IllustrisTNG - Only downloading certain fields - chunk filesize for "full" TNG100 snapshot still significantly bigger than "mini" snapshots

Harley Brown

13 Aug '24

Hi,

Using a slight adaptation of the example code snippet from Task 11 of the Web-based API cookbook, I've been downloading only certain fields for only dark matter and stars from several TNG100-1 Snapshots. The only fields I'm downloading are "Coordinates" for dark-matter, and "ParticleIDs", "Coordinates", "Masses", and "GFM_StellarFormationTime" for stars. Here's the code I'm using for this:

#%% Download settings

# Target ss index
targ_ss_ind = 50
#[43, 50, 56]

# Param.s / fields to download
params = {'dm': 'Coordinates',
          'stars': 'ParticleIDs,Coordinates,Masses,GFM_StellarFormationTime'}

#%% API "get" func setup (copied directly from API Cookbook: https://www.tng-project.org/data/docs/api/)

import requests

base_url = 'http://www.tng-project.org/api/TNG100-1/'
headers = {"api-key":"API Key that I've removed for post"}

def get(path, params=None):
    # make HTTP GET request to path
    headers = {"api-key":"API Key that I've removed for post"}
    r = requests.get(path, params=params, headers=headers)
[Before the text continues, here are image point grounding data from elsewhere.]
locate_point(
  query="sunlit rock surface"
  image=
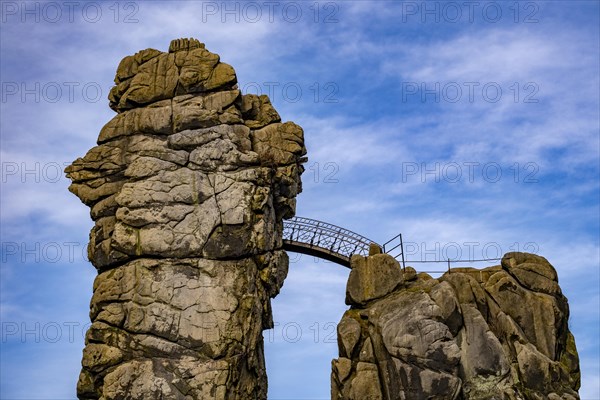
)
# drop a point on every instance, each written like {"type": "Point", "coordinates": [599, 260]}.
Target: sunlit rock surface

    # raise exception if response code is not HTTP SUCCESS (200)
    r.raise_for_status()

    if r.headers['content-type'] == 'application/json':
        return r.json() # parse json responses automatically

    if 'content-disposition' in r.headers:
        filename = r.headers['content-disposition'].split("filename=")[1]
        with open(filename, 'wb') as f:
            f.write(r.content)
            return filename # return the filename string

    return r

#%% Actual download (following cookbook example)

# Pulling count of files / "chunk" per sim. snapshot
sim_metadata = get(base_url)
chunk_per_ss_count = sim_metadata['num_files_snapshot']

# [For restarting interrupted downloads]
start = 0

# Loop over all snapshot chunks, only downloading requested parameters
for i in range(start, chunk_per_ss_count):
    ts = timeit.default_timer()
    file_url = base_url + "files/snapshot-" + str(targ_ss_ind) + "." + str(i) + ".hdf5"
    saved_filename = get(file_url, params)
    te = timeit.default_timer()
    print (saved_filename + " (" + str(i+1) + "/" + str(chunk_per_ss_count) +") [ Time: "+str(round(te-ts, 5))+"s ]")

Strangely, I've noticed the filesizes of the individual snapshot "chunk" this code acquires for me for SnapNum=50 are much larger than those for either SnapNum=43 or SnapNum=56 (~350 MB vs ~180 MB for both 43 and 56). It did occur to me that SnapNum=50 is one of the "full" snapshots which have many more fields available than the other "mini" snapshots and hence have a total snapshot filesize ~4x bigger than otherwise, but (assuming the above code is doing what I believe it's doing) I shouldn't be downloading any of those extra fields so I am confused as to why the filesizes for just this one snapshot are bigger anyway.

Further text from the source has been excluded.